There’s other hardware that the Switch Pro could improve — the Joy-Cons, the battery life, the mercurial charging port and so forth. But truthfully, the biggest upgrade I want to see is in how Nintendo schedules games and communicates with fans. Mario’s 35th Anniversary gave us three old games and a bunch of lackluster, time-limited offers. Zelda’s 35th Anniversary gave us one old game, six months down the line.

Fans love the Switch; fans love Nintendo franchises; fans love both new and old games. If we can’t have new Mario, Zelda or Metroid games on a regular basis, then at least make the old ones accessible on the Switch — and give us some indication of when we might hear more. 

I’ll echo Marshall’s caution in believing that a Nintendo Switch Pro is in the works. There are a lot of rumors doing the rounds, but few are really concrete. However, if the Switch Pro is in the works, then I’d very much like one that supports a 4K output to make things nice and crisp on my TV. 

A larger display would also be nice, as would analog triggers. But really, I’m actually quite happy with the Switch as it is. I’d like a more robust kickstand so it can actually stand up securely when on less-than-smooth surfaces.

Otherwise, the upgrades teased in leaks and snippets of information are more nice-to-haves than upgrades I’m desperately after. That being said, access to game streaming via Xbox Game Pass’ xCloud would be amazing, although I doubt it’s something Nintendo would agree to. One can but wish.

If this is truly a Switch Pro, it needs a new Switch Pro Controller. Not to knock the current one, but it just seems a little basic: more like the regular DualShock controller than any of the advanced accessories you see on other platforms.
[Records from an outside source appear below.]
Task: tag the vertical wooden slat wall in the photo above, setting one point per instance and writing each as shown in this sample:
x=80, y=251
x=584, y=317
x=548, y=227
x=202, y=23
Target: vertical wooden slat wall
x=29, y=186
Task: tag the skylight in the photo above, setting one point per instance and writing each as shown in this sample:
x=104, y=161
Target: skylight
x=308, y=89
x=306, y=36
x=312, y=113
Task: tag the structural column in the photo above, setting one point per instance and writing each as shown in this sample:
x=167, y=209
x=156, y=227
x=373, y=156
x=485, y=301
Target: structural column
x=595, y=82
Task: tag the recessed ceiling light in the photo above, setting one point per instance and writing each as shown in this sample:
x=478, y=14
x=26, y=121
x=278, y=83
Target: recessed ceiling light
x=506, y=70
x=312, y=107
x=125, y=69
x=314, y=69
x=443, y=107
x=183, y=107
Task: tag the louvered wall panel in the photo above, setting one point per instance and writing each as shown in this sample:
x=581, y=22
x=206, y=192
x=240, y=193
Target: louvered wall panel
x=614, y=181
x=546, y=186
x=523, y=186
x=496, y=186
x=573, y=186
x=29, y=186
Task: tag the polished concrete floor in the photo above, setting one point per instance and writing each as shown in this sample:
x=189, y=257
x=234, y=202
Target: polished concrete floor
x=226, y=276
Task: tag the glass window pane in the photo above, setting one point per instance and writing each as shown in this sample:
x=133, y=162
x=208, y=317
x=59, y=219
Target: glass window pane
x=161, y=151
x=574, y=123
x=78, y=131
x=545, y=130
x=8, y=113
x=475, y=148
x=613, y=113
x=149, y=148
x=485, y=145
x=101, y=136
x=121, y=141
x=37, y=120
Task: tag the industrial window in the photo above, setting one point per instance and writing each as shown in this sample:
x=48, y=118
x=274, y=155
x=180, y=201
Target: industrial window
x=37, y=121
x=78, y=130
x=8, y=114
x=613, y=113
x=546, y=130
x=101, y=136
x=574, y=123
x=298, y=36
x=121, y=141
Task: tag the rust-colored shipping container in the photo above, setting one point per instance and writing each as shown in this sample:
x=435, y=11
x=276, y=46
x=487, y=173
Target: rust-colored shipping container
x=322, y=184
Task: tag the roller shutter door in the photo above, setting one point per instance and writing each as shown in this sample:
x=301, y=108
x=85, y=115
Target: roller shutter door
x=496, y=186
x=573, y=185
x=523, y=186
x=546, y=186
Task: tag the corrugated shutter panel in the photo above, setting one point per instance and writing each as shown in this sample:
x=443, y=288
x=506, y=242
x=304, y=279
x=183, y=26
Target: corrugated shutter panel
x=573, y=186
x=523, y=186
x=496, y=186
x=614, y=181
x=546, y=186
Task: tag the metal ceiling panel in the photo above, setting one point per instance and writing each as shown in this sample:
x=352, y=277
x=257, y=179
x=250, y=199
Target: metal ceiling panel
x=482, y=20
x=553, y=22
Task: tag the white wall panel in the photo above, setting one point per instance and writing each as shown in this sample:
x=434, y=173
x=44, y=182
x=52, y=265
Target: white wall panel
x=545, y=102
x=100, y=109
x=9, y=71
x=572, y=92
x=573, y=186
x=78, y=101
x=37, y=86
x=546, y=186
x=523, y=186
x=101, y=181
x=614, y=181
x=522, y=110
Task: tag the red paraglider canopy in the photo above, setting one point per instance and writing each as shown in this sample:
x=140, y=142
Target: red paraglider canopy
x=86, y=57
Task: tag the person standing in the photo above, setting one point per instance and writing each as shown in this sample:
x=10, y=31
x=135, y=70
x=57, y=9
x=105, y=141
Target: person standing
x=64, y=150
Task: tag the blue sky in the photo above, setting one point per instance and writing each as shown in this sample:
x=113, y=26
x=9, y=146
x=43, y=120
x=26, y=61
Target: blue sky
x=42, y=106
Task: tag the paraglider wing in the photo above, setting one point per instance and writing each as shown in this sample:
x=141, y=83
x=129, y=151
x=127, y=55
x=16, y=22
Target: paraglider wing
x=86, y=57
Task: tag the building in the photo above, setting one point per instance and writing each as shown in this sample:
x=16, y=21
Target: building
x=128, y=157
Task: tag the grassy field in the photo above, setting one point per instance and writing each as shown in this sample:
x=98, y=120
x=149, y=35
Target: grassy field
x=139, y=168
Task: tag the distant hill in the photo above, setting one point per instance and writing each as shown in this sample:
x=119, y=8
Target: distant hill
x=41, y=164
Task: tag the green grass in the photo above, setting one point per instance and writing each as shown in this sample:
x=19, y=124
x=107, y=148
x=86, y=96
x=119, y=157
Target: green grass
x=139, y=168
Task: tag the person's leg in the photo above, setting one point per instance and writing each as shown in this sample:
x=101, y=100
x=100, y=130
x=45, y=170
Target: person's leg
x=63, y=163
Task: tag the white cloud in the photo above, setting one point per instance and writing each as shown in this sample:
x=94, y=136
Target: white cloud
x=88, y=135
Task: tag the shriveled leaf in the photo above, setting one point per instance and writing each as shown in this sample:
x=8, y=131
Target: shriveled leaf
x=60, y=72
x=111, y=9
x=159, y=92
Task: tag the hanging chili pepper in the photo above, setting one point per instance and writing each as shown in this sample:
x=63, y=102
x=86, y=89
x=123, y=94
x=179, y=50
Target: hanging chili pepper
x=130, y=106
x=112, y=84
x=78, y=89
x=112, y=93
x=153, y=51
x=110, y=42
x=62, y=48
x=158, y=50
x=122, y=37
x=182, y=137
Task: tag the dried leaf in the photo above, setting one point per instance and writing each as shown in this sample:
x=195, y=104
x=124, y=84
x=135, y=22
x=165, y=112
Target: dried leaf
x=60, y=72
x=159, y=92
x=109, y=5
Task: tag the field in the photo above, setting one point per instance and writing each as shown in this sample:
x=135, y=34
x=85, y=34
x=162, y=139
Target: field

And while I’d love for the new Switch Pro Controller to have the customizable paddles you find in the Xbox Elite controllers, that’s not what I really want. 

I want a Switch controller that emphasizes comfort. The current Switch Pro Controller’s buttons feel a little clunky and don’t have enough feedback. The plastic chassis doesn’t lend itself to long-term sessions.

Aside from more reliable joysticks to fight drift (as has been mentioned above), a new Switch Pro Controller should feature upgraded button switches inside for better tactile experiences. 

Oh, and I dare Nintendo to avoid the supply chain troubles that have plagued the PS5 and Xbox Series X. We don’t need more of this nonsense. Make it easy to get a Switch Pro, and you’ll impress us more than a faster processor ever could.